Skip to main content
This agent provides a general-purpose, sandboxed environment for executing Python code to accomplish user-defined tasks. It leverages a Large Language Model (LLM) to interpret a natural language task, generate Python code, and execute it within a Docker container. The agent operates by creating an interactive session with a Jupyter kernel running inside the container, allowing it to iteratively write code, execute it, and use the output to inform its next steps until the task is complete.

Intended Use

The agent is designed for a wide range of tasks that can be solved programmatically with Python.

Environment

To run this agent, a Docker daemon must be available and running on the host machine. The agent itself is a Python command-line application.

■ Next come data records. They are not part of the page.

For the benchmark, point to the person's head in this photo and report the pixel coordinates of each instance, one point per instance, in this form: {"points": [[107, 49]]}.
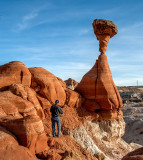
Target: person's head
{"points": [[57, 101]]}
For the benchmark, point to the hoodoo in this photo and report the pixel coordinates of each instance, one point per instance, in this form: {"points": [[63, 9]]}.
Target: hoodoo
{"points": [[97, 85]]}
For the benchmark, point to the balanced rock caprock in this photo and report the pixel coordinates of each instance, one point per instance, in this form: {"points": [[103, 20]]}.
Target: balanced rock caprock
{"points": [[97, 86]]}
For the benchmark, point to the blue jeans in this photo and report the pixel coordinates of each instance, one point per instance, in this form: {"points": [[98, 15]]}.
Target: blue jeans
{"points": [[56, 120]]}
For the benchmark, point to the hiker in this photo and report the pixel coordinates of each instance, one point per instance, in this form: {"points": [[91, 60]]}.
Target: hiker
{"points": [[56, 111]]}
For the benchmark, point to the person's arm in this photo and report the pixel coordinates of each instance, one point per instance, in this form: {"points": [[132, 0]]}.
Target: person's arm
{"points": [[51, 109], [60, 110]]}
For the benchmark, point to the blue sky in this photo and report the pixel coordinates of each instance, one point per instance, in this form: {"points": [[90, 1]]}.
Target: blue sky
{"points": [[58, 36]]}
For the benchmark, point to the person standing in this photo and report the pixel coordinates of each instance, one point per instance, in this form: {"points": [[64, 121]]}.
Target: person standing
{"points": [[56, 111]]}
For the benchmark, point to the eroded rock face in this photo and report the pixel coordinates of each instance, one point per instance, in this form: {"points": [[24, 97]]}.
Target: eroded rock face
{"points": [[104, 30], [97, 85], [10, 149], [22, 115], [47, 85], [71, 83], [135, 155], [14, 72]]}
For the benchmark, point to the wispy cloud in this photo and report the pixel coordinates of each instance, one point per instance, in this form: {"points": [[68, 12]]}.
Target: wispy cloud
{"points": [[26, 21]]}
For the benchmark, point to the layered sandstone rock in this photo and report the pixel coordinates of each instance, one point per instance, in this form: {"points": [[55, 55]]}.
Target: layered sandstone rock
{"points": [[135, 155], [71, 83], [14, 72], [10, 149], [47, 85], [97, 85]]}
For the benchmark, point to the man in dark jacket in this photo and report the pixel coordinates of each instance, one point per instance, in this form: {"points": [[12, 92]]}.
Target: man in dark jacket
{"points": [[56, 111]]}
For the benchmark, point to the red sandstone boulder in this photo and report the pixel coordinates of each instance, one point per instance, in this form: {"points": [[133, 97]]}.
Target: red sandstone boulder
{"points": [[21, 114], [28, 95], [14, 72], [10, 149], [135, 155], [29, 131], [47, 85], [73, 99], [97, 85]]}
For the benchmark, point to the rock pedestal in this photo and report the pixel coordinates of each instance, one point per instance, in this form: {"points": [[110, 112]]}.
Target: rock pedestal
{"points": [[97, 86]]}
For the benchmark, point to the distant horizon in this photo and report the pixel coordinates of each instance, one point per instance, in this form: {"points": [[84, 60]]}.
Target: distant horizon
{"points": [[58, 36]]}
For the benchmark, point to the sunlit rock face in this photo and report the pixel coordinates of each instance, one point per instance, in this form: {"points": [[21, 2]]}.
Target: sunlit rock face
{"points": [[97, 86]]}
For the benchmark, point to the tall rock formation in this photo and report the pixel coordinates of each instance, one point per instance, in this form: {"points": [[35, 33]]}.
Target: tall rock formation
{"points": [[97, 86]]}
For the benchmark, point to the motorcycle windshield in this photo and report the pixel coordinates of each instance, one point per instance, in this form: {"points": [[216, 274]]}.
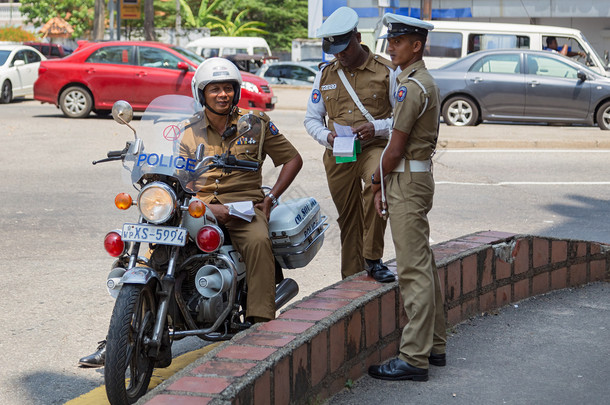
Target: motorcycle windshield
{"points": [[160, 131]]}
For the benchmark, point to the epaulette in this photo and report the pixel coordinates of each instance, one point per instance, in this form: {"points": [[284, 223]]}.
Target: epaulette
{"points": [[322, 65], [197, 117], [258, 113], [384, 61]]}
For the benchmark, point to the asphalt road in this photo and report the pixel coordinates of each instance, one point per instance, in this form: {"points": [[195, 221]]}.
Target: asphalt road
{"points": [[56, 208]]}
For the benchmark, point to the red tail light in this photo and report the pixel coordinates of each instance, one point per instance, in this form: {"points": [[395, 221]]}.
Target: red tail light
{"points": [[113, 243], [210, 238]]}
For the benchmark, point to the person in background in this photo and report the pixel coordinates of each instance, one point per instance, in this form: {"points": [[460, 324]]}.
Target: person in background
{"points": [[552, 45], [406, 170], [370, 79]]}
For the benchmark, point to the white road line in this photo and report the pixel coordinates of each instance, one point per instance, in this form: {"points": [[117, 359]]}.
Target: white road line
{"points": [[529, 183], [474, 150]]}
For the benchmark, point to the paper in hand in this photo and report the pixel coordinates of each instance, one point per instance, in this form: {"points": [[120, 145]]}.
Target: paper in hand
{"points": [[344, 141], [242, 209]]}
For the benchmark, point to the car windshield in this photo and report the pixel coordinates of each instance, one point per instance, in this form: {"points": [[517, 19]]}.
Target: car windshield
{"points": [[190, 55], [4, 56]]}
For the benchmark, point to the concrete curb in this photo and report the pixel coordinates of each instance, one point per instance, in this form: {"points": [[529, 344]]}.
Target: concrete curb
{"points": [[321, 342]]}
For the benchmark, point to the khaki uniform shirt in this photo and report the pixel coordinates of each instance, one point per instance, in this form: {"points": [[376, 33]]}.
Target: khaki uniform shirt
{"points": [[372, 82], [410, 101], [219, 187]]}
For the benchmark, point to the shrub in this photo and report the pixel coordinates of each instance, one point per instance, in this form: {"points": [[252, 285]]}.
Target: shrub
{"points": [[16, 34]]}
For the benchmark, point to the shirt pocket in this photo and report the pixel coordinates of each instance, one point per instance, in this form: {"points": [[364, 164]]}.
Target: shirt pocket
{"points": [[331, 102], [374, 97], [246, 152]]}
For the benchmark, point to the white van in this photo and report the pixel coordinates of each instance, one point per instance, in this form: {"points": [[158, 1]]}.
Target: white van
{"points": [[450, 40], [223, 46]]}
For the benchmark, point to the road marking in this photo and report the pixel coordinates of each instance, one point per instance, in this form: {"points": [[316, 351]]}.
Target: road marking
{"points": [[473, 150], [528, 183], [97, 396]]}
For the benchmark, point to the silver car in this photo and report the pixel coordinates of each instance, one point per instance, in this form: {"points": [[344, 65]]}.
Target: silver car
{"points": [[295, 73], [522, 85]]}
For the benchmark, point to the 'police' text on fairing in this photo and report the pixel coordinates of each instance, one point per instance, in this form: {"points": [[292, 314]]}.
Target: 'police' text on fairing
{"points": [[177, 162]]}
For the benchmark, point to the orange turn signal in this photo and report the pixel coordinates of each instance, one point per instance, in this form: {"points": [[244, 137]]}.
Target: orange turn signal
{"points": [[123, 201], [197, 208]]}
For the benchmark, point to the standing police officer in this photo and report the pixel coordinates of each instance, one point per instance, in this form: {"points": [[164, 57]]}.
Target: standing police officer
{"points": [[370, 80], [406, 169]]}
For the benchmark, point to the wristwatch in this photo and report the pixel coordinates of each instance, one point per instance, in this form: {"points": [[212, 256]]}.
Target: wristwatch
{"points": [[273, 199]]}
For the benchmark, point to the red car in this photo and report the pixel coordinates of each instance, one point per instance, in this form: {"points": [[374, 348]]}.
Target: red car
{"points": [[99, 73]]}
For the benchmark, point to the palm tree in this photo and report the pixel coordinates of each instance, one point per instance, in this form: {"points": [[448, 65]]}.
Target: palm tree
{"points": [[234, 27], [203, 15]]}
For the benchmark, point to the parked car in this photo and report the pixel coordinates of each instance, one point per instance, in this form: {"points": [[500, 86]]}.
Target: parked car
{"points": [[295, 73], [18, 71], [100, 73], [50, 51], [522, 85]]}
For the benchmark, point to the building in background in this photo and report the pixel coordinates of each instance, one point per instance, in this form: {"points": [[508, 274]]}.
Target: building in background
{"points": [[9, 14], [592, 17]]}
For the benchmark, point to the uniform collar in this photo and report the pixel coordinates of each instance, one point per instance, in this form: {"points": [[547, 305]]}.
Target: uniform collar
{"points": [[411, 69], [368, 64]]}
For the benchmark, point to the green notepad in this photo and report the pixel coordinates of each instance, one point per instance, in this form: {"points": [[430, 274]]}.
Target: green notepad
{"points": [[347, 159]]}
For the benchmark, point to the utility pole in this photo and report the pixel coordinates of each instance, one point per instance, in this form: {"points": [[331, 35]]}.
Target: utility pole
{"points": [[149, 20], [98, 19], [426, 9]]}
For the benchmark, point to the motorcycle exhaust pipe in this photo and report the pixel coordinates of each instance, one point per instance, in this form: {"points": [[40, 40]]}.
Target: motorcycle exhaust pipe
{"points": [[286, 290]]}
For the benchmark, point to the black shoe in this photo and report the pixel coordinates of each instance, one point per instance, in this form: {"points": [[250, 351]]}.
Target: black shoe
{"points": [[379, 271], [96, 359], [397, 369], [438, 360]]}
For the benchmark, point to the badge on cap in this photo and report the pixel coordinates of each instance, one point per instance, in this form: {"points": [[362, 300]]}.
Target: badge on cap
{"points": [[273, 128], [401, 93]]}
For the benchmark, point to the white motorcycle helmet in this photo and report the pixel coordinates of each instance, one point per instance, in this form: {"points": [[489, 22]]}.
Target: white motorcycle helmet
{"points": [[214, 70]]}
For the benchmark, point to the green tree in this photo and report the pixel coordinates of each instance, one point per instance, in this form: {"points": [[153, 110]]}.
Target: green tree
{"points": [[79, 13], [284, 20], [202, 17], [234, 27]]}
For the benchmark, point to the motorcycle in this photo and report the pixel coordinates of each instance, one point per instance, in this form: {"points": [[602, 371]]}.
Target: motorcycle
{"points": [[176, 273]]}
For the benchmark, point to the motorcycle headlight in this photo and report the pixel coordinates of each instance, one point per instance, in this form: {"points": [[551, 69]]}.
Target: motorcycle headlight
{"points": [[251, 87], [157, 202]]}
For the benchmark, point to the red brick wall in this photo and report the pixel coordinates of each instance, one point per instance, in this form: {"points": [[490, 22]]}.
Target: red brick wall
{"points": [[320, 343]]}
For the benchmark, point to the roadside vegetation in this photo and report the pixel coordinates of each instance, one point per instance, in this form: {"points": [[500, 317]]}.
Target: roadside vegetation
{"points": [[278, 21]]}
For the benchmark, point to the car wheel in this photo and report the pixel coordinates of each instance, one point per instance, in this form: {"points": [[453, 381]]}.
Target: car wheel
{"points": [[460, 111], [603, 116], [103, 113], [75, 102], [6, 94]]}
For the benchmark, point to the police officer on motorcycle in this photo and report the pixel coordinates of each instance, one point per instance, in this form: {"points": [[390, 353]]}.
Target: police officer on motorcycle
{"points": [[216, 87]]}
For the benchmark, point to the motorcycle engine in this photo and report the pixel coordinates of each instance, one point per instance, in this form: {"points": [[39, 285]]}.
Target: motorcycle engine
{"points": [[206, 287]]}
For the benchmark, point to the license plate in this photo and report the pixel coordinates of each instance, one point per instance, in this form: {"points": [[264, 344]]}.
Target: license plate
{"points": [[165, 235]]}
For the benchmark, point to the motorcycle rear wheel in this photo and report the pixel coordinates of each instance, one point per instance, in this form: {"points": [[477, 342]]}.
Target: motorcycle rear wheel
{"points": [[128, 366]]}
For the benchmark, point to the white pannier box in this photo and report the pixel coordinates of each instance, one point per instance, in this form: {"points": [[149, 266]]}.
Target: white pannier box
{"points": [[296, 229]]}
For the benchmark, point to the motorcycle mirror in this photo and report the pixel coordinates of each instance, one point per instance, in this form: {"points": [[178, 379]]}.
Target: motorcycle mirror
{"points": [[122, 112], [199, 155], [248, 124]]}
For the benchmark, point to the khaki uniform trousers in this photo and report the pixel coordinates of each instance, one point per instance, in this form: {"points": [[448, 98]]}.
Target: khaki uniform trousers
{"points": [[358, 221], [409, 198], [251, 239]]}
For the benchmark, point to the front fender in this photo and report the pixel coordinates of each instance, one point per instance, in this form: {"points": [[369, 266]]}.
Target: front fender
{"points": [[139, 275]]}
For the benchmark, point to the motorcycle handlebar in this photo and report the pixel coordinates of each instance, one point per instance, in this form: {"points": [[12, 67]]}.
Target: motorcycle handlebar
{"points": [[115, 153], [243, 164]]}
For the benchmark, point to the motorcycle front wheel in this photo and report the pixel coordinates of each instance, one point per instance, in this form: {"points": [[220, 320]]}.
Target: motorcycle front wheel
{"points": [[128, 366]]}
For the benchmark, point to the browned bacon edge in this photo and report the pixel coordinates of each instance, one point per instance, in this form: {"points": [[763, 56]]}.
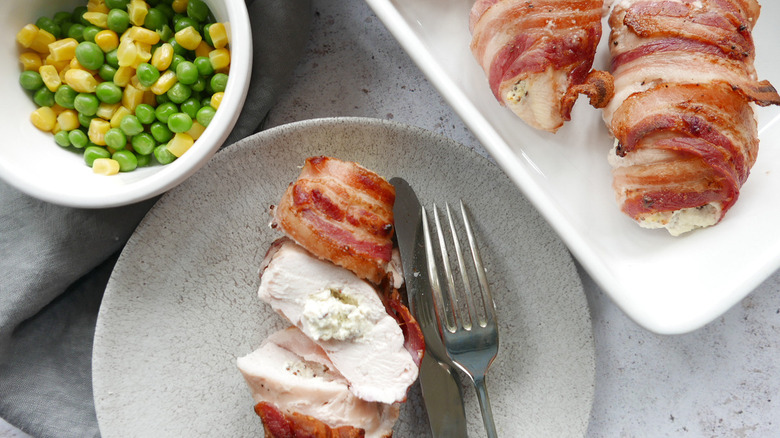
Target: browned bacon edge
{"points": [[277, 424]]}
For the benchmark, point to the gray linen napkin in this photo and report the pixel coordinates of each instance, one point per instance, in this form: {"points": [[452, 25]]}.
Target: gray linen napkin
{"points": [[55, 261]]}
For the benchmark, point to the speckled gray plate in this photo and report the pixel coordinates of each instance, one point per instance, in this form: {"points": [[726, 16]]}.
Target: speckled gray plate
{"points": [[181, 304]]}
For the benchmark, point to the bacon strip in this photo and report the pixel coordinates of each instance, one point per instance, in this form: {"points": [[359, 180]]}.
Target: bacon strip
{"points": [[341, 212], [280, 425], [686, 135], [538, 56]]}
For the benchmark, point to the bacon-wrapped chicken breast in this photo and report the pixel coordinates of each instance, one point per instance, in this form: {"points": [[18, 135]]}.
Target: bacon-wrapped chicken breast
{"points": [[685, 132], [538, 54]]}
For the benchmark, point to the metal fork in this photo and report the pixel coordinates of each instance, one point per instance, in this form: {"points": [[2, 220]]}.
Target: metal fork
{"points": [[470, 336]]}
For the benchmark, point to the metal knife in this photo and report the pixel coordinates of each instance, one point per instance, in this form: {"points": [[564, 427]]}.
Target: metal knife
{"points": [[441, 391]]}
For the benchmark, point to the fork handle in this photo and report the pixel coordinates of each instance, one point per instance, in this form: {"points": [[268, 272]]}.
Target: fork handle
{"points": [[484, 406]]}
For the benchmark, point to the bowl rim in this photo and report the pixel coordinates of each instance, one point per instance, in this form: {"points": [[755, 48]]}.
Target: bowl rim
{"points": [[170, 175]]}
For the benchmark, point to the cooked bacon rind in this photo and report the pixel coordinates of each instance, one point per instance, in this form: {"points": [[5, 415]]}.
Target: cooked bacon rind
{"points": [[550, 44], [341, 212], [686, 133], [277, 424]]}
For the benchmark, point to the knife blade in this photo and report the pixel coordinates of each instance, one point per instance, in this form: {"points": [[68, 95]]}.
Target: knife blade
{"points": [[440, 389]]}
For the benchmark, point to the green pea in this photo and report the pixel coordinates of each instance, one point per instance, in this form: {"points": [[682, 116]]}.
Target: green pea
{"points": [[186, 73], [197, 10], [145, 113], [219, 82], [86, 104], [190, 107], [117, 4], [203, 63], [78, 15], [143, 143], [76, 31], [61, 138], [92, 153], [166, 9], [65, 96], [78, 139], [155, 19], [116, 139], [205, 115], [147, 74], [180, 122], [175, 61], [179, 92], [109, 92], [90, 32], [50, 26], [107, 72], [160, 132], [165, 110], [30, 80], [126, 159], [143, 160], [118, 20], [112, 59], [199, 85], [131, 126], [89, 55], [163, 155], [43, 97]]}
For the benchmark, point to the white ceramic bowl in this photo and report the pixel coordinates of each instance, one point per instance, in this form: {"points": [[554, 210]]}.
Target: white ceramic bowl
{"points": [[32, 162]]}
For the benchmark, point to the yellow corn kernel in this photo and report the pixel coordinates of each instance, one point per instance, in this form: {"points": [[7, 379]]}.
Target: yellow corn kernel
{"points": [[123, 75], [150, 98], [107, 110], [119, 114], [180, 143], [162, 57], [63, 50], [216, 99], [30, 61], [143, 53], [68, 120], [27, 35], [197, 130], [58, 65], [81, 80], [99, 19], [218, 35], [142, 35], [44, 118], [126, 52], [41, 41], [97, 6], [105, 166], [180, 6], [137, 9], [107, 40], [164, 82], [132, 97], [189, 38], [51, 77], [203, 49], [97, 131], [220, 58]]}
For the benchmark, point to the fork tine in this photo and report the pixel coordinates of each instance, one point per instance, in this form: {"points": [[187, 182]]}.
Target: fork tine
{"points": [[487, 296], [450, 316], [466, 315], [433, 272]]}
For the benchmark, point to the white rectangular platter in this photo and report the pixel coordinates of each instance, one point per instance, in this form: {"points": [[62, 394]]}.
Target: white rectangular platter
{"points": [[668, 285]]}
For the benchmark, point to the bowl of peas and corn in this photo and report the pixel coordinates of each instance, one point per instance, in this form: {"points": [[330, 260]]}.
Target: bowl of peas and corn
{"points": [[110, 102]]}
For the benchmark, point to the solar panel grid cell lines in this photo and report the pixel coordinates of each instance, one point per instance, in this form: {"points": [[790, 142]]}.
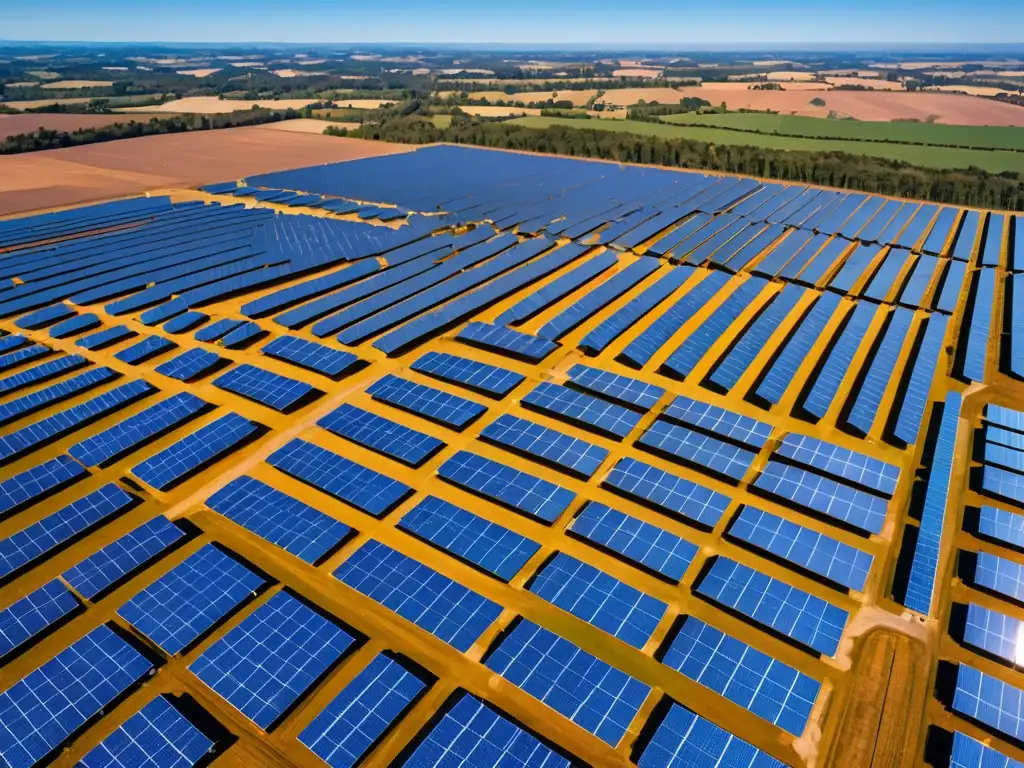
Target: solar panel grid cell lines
{"points": [[432, 601], [157, 736], [767, 687], [271, 657], [578, 685], [183, 604], [346, 729]]}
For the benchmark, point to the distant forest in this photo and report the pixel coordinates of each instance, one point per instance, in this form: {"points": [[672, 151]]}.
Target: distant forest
{"points": [[970, 186]]}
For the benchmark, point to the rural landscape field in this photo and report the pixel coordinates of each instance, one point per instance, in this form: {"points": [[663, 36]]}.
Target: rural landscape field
{"points": [[510, 406]]}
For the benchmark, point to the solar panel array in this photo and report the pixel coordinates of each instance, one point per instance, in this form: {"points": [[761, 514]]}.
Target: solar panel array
{"points": [[403, 494]]}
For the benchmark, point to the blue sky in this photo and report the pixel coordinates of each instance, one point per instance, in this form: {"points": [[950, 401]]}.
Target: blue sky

It pulls a specified Docker image (defaulting to jupyter/datascience-notebook:latest) to create the execution environment.

Tools

  • execute_code
  • restart_kernel
  • complete_task

Features

  • Sandboxed Execution: All code is executed within a secure and isolated Docker container, preventing unintended side effects on the host machine.
  • Customizable Environment: Users can specify any Docker image for the execution environment and mount local directories as volumes into the container.
  • LLM-Powered Task Resolution: The agent takes a high-level, natural language task and intelligently generates and executes the code needed to complete it.
  • Interactive Code Execution: Provides tools for the LLM to execute_code and restart_kernel, allowing for an interactive and stateful problem-solving process.
  • Task Completion Reporting: The agent can explicitly mark a task as complete with a success or failure status and a final summary.
  • Step-by-Step Iteration: The agent operates within a defined loop with a maximum number of steps (max_steps) to ensure termination.
  • Artifact Logging: Upon completion, the agent can log the entire working directory as an artifact to Dreadnode, preserving any generated files.